If Arsene Wenger had no difficulty pinpointing one of the secrets to his Invincibles side of 2003-04, it goes without saying that Pep Guardiola will be aware of the small details in his quest to produce an equally memorable season for Manchester City.

For City, the records are already beginning to tumble.

Before the chill winds of November blow in from the Irish Sea, Guardiola's charges have already equalled the club's longest run of successive victories. The run-of-the-mill 3-0 victory against Burnley at the weekend made it 11 straight wins. Victory at home to Wolves in the League Cup this week will break the record set under Manuel Pellegrini's stewardship.

With rumours spreading that the coach wishes Sergio Aguero to play in order to gain match fitness after his injury layoff, another record may fall in the same game. This is one that has stood the test of time a little longer: Eric Brook, City's all-time top scorer with 177 goals, plied his trade for the club in the dimly lit days of the late 1920s and early 1930s and his record has stood since 1937. With a single strike, Aguero can reach 178 goals for the club and inherit the title of City's greatest ever goalscorer.

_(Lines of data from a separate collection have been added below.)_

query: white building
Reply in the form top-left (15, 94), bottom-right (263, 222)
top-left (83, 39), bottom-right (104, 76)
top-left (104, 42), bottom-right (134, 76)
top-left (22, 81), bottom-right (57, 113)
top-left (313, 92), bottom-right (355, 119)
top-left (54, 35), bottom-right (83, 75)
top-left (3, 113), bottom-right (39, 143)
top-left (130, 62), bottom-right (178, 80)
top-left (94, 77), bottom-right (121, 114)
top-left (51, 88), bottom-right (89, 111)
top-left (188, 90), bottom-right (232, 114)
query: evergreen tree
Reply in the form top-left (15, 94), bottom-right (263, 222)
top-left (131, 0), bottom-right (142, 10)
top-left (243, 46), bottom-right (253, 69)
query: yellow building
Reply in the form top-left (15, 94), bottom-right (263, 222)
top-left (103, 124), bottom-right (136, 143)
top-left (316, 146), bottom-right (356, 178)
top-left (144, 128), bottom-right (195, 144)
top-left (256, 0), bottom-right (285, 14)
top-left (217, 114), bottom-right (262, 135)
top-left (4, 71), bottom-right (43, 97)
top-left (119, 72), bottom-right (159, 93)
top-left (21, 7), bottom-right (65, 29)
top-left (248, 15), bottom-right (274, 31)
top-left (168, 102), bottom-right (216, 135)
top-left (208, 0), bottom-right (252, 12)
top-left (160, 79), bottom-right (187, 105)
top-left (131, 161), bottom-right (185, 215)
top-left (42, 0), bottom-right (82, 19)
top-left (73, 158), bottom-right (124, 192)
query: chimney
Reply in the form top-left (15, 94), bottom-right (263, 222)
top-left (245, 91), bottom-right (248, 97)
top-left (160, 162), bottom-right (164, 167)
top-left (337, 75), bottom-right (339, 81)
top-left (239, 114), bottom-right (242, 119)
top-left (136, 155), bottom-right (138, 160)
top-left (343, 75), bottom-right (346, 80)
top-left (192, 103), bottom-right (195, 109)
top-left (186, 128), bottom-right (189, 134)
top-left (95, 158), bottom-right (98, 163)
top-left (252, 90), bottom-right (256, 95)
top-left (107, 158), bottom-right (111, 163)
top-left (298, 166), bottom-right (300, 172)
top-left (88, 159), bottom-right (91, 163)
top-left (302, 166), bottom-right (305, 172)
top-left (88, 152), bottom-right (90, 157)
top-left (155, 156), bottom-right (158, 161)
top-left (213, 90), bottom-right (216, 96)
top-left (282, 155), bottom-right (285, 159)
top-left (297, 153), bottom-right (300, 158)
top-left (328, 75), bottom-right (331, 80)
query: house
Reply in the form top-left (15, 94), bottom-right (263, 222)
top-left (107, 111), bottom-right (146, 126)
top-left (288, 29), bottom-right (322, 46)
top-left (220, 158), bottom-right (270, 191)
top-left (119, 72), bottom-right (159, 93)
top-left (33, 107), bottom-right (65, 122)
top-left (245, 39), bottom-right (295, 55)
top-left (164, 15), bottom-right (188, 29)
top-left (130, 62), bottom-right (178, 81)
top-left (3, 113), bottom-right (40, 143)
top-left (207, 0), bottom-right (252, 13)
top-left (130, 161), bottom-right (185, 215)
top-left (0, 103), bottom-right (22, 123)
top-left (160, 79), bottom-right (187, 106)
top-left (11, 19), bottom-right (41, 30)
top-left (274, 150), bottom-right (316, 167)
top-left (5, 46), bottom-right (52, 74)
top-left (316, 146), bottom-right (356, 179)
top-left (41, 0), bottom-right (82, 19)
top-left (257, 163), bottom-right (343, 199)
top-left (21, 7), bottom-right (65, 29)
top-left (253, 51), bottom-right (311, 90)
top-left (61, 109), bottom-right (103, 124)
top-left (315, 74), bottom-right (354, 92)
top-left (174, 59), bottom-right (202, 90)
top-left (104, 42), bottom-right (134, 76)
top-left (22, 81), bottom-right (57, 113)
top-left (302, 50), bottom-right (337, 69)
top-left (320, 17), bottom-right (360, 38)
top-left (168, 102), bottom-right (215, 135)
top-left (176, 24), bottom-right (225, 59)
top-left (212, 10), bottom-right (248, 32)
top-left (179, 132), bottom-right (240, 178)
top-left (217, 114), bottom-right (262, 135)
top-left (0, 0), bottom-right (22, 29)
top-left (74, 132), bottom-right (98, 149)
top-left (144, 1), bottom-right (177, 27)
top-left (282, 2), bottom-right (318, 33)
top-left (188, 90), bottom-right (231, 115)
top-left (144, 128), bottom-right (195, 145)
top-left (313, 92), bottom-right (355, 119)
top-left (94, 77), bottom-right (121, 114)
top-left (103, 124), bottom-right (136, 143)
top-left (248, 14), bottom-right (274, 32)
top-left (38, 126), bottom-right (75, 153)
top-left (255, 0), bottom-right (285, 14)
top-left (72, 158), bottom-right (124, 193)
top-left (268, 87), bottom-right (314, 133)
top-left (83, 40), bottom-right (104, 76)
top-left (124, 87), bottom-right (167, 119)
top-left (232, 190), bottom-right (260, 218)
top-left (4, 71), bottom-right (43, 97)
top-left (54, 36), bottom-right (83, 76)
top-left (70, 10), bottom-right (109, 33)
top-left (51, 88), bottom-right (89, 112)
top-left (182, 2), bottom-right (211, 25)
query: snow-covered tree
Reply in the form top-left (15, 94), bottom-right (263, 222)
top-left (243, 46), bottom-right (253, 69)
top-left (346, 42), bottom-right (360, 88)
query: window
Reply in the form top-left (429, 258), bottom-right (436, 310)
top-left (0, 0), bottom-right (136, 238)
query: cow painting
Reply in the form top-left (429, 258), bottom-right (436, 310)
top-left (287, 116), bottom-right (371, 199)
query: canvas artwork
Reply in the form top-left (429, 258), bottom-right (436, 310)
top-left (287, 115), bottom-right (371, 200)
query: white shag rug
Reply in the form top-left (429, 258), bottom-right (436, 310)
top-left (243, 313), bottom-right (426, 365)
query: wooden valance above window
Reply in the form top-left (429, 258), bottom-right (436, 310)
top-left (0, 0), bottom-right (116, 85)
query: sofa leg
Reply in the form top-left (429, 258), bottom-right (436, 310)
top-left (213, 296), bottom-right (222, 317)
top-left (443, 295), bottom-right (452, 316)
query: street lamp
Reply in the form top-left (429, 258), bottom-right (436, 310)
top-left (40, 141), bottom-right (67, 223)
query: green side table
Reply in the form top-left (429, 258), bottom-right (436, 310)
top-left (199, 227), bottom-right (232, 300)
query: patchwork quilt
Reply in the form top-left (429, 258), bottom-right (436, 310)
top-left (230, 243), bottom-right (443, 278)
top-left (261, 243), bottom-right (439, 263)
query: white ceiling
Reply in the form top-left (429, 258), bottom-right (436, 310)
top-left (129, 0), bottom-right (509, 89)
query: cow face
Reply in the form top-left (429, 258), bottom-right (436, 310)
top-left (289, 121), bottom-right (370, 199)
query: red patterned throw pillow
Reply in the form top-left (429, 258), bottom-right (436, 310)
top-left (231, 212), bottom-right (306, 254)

Heady days indeed at the Etihad.

Though Guardiola shuns talk of going through a season unbeaten, like Wenger's Arsenal managed in 2003-04, the way his team is playing suggests they may be the first proper candidates to emulate the feat since it was achieved.

The much-talked about attack, firing impressively on so many fronts, is not the only weapon this side possesses. Premier League statistics reveal that not only is Aguero among the top scorers with seven this season, he is joined by Raheem Sterling, Gabriel Jesus and Leroy Sane in the league's top 10.

As for assists, that table is topped by Kevin de Bruyne's six so far and occupied by teammates Sane, David Silva and Aguero in the top 10. The greatest number of passes achieved so far in the Premier League also goes to a City player, the less-heralded centre-back Nicolas Otamendi, who is accompanied in the league's top 10 by Fernandinho, Silva (making up a sky blue top three), John Stones and De Bruyne.

City have netted 32 times in their first nine league games, making it the highest total after this number of games since Everton went pop at the start of the 1894 season. When records of this antiquity begin to fall, you know something special is underway.

Though attention falls on the coruscating attack and its plentiful sources of goals, the defence remains meaner than anybody could have imagined. City's most recent cloud of contention has all but evaporated. Otamendi's switch to calm, cerebral defending alongside the masterful control of Stones, means Guardiola's much-vaunted pass-out-from-the-back style is working to the best of its potential, allowing Kyle Walker and Fabian Delph to push up on the flanks.

Integral in the successful deployment of the system have been two men getting slightly less attention than they should: Fernandinho and Ederson. The two Brazilians are occupying critical roles within the system. Fernandinho is anything but flamboyant and his marshalling of the central areas has been of peak importance to the way the side functions. Making it tick means having someone who can fall back and move on, but be able to judge successfully when to do one and not the other.

Behind him, Stones and Otamendi have grown visibly in confidence. This has no doubt something to do with Fernandinho's covering shadow, but perhaps even more to do with the heroics of the man behind them.

Ederson has been nothing short of a revelation. His confident and brave handling of the ball at the weekend underlined a complete lack of fear, after the horrific injury he received at the feet of Sadio Mane last month. In quickly helping everyone at the club forget about the traumas brought on by Claudio Bravo's unhappy times, the young goalkeeper has marked himself down as a real star of the future. This is what Guardiola saw in him when managing Bayern against former club Benfica in the 2015-16 Champions League: a fast, confident goalkeeper, with balance, the courage of his convictions and the ability to ping passes short and long at will.

The movement and accuracy of the possession delivered from these four essentially defensive players (Ederson, Stones, Otamendi and Fernandinho) has been key to all the carnage visited upon opposition goals shortly thereafter. Watching this City side build from the back and charge swiftly through the gears suggests there will be more records falling before this season is done.